Live for the attention. Strive for others.
There is a subtle tension we all experience. And if you are anything like me, it shows up when others do not fully grasp our decisions, our thinking, or the direction we are choosing. We are not talking about stubbornness, arrogance, or being self-unaware, but just being... well, that comes here shortly. It is not always loud, but it lingers. It has a way of making us revisit what we already settled, quietly asking if we missed something or stepped outside of where we should be. For those who follow football, you have probably heard the phrase used when reviewing and critiquing the previous game—we call it “Monday Morning Quarterback.” We reflect on the way home the latest conversation, meeting we just conducted, or the speaking engagement that we prepared so hard for but felt flat due to the audience’s immediate response.
And if we are not paying attention, we start to connect being misunderstood with being wrong.

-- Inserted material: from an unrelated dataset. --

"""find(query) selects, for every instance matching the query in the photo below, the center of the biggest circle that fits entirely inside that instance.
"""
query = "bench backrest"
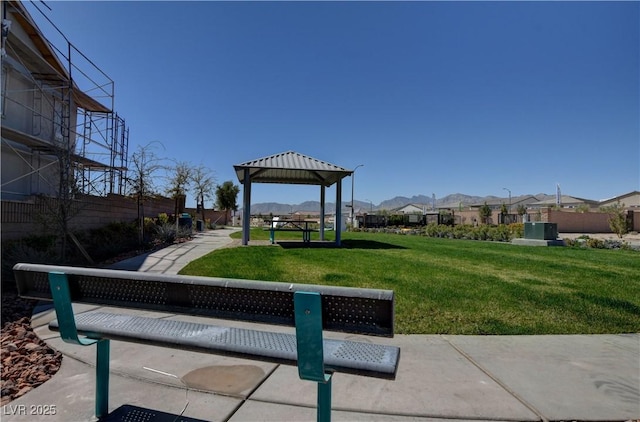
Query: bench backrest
(352, 310)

Tagging failure to ourselves. Feeling we are not good enough. And I believe this is where things begin to drift.
Because when our foundation becomes being accepted or agreed with, we slowly start reshaping ourselves. Not all at once, but in small ways. We explain more than we need to. We adjust things we already felt clear about. We hold back or delay, waiting for someone else to validate what we already know. Worse yet, we change how we speak, dress, and conform to those we seek validation from. And even then, it rarely gives us what we were hoping for.
“For am I now seeking the approval of man, or of God? Or am I trying to please man? If I were still trying to please man, I would not be a servant of Christ.” - Galatians 1:10, ESV
I believe there is a dividing line in that question.
Because pursuing approval and walking in obedience will not always move in the same direction. At some point, we will feel the tension between the two.
We want to move forward with clarity, but we also want to be received well. We want to act with conviction, but we hesitate at the thought of disappointing someone. So we start to adjust. We soften how we communicate. We revisit decisions that were already made. We wait a little longer than we should, hoping that clarity will come from someone else. If I am honest, this is true in my life and many of you reading. And if this does not speak to you, dig deeper, there might be some pride fogging your clarity.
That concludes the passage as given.